# how much would any of you charge for this



## plow master (Jul 22, 2005)

it is a large condominium complex with a road around it the roads width is tow lanes and it is about .04 miles with parking spaces around it on both side of the road but not pareral parking there is about tow hundred parking spaces and they want a seasonal contract for plowing sanding and salting everything included how much would you charge  ? any aadvice please reply and thank you for your help


----------



## Mick (May 19, 2001)

plow master said:


> it is a large condominium complex with a road around it the roads width is tow lanes and it is about .04 miles with parking spaces around it on both side of the road but not pareral parking there is about tow hundred parking spaces and they want a seasonal contract for plowing sanding and salting everything included how much would you charge  ? any aadvice please reply and thank you for your help


I'm confused, too. That is 4 one hundredths of a mile or 211 ft. Do you mean four miles? Could you also go back through it and insert some punctuation and sentence structure so we're sure what you mean? (I'm assuming also you mean "two" not "tow"). Thanks.


----------



## Killswitch (Aug 9, 2005)

plow master said:


> any aadvice


Night school.

Leave them a bid for removals while you're there and take the tax break on the tuition.

lol


----------



## plow master (Jul 22, 2005)

Mick said:


> I'm confused, too. That is 4 one hundredths of a mile or 211 ft. Do you mean four miles? Could you also go back through it and insert some punctuation and sentence structure so we're sure what you mean? (I'm assuming also you mean "two" not "tow"). Thanks.


You are right i had sone mistakes ! it is .4 miles that is four thents of a mile !almost half a mile


----------



## cet (Oct 2, 2004)

If you are going to bid an all in price then there are a few things you need to know.
How many snowfalls on average do you get in 1 year?
How many times will you salt in one year?
Are there cars parked in all these parking spaces during the night?
Do you have to come back and clean the spaces once they move their cars?
On large snow falls are you going to put the snow from the road way behind all these cars?
Places like these aren't a straight forward, here is the price. An empty parking lot is easy to price. This is going to take experience and a good knowledge of the snow business.
If you are going to take a stab in the dark at the price then here are your 3 out comes.
1.You hit the price perfect and get the job.
2.You are to high and you don't get the job.
3.You are way to low and you get the job.
I have seen way to many #3's and that is real bad news for you.
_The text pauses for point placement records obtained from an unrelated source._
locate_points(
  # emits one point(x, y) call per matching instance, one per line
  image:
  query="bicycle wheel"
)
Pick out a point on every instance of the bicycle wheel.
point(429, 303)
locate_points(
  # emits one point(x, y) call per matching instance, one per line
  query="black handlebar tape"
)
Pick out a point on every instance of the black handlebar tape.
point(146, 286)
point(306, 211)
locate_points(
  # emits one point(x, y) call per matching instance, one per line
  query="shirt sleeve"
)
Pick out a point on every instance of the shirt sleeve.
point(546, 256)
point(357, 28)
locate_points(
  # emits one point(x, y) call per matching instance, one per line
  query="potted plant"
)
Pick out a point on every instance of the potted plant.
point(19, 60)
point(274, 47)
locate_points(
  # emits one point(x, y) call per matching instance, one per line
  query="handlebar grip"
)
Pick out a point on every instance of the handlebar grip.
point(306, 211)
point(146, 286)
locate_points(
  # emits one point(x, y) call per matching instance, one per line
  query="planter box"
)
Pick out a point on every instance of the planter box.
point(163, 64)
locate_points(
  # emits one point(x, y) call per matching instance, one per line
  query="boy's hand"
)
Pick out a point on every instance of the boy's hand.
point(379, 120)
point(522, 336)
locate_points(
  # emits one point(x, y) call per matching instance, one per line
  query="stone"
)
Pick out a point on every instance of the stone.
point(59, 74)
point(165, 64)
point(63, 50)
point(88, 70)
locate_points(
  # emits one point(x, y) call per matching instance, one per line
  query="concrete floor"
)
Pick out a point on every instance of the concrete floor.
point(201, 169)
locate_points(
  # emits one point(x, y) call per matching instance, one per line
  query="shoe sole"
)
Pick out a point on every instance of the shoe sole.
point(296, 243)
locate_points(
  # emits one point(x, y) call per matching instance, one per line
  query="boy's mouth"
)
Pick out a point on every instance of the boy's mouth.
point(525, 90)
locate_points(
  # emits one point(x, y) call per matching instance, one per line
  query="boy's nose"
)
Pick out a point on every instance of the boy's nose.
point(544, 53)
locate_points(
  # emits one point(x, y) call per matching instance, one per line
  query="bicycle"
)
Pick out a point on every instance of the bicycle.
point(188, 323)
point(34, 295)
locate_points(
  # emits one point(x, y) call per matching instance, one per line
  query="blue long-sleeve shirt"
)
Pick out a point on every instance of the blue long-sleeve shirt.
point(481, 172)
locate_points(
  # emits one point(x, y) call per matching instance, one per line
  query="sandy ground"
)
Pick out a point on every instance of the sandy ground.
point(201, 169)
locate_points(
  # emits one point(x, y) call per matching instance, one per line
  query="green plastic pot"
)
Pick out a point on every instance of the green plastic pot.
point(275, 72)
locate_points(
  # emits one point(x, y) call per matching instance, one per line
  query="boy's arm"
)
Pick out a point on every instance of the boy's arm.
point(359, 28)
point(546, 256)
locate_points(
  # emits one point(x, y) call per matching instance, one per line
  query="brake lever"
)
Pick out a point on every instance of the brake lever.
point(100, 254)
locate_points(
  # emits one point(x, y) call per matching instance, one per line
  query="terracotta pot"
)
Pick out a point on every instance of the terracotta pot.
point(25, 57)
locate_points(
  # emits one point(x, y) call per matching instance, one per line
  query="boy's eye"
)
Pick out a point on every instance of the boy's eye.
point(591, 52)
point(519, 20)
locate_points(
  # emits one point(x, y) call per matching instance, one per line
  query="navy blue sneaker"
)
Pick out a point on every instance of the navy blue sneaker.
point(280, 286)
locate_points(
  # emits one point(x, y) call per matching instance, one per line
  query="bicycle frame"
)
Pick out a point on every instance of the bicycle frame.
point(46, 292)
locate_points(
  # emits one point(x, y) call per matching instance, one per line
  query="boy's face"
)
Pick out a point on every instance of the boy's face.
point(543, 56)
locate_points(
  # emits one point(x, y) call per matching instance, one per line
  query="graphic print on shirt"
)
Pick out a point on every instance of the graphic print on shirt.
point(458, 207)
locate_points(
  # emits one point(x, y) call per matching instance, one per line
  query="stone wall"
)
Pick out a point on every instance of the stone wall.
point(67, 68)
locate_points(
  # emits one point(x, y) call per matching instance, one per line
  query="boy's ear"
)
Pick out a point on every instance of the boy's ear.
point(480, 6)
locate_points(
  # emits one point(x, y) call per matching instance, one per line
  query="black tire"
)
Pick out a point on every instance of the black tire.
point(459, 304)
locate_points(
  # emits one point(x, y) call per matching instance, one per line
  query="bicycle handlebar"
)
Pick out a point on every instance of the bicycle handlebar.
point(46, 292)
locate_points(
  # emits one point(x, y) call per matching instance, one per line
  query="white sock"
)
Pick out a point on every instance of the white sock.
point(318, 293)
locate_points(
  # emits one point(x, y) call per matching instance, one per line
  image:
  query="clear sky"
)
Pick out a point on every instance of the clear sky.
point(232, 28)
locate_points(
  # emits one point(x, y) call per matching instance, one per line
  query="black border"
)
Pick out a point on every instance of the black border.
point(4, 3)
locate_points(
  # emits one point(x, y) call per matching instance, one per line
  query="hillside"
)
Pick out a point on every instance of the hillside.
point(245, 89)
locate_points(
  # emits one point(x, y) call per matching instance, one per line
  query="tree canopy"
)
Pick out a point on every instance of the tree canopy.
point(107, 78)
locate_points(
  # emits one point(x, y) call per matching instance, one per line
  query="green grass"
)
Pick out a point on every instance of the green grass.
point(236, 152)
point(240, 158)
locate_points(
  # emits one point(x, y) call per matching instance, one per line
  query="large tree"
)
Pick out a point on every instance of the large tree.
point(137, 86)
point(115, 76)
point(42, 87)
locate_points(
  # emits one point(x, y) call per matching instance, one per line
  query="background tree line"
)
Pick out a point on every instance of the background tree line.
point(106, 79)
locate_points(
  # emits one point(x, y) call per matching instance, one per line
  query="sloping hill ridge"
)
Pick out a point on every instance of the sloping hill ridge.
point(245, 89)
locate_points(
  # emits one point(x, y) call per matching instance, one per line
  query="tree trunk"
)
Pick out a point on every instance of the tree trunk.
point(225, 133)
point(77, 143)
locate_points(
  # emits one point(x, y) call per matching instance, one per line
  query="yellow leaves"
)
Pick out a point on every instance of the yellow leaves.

There is a spell check button at the bottom.


----------



## hickslawns (Dec 18, 2004)

Other factors to consider could include: Is there room to put snow? Are you going to have to remove any? cet is on the money with average # of snow occurrences, and saltings. There are a wide range of variables. I am in Ohio and we average about five 2"+ snows per season, but we get a lot of dustings which require salt. Talk to a guy in Cleveland, and he might get 50 snows per season. I might suggest talking to a local that has been in the business awhile if you are new to this. If they are like me, I try to help out new guys so they don't drive the prices into the ground. It is nice to bid apples to apples, so educating your competition isn't all bad in that respect. Just don't give away all the trade secrets. I would hate to see someone like yourself starting out put themselves out of business before the end of the first season. Good luck!


----------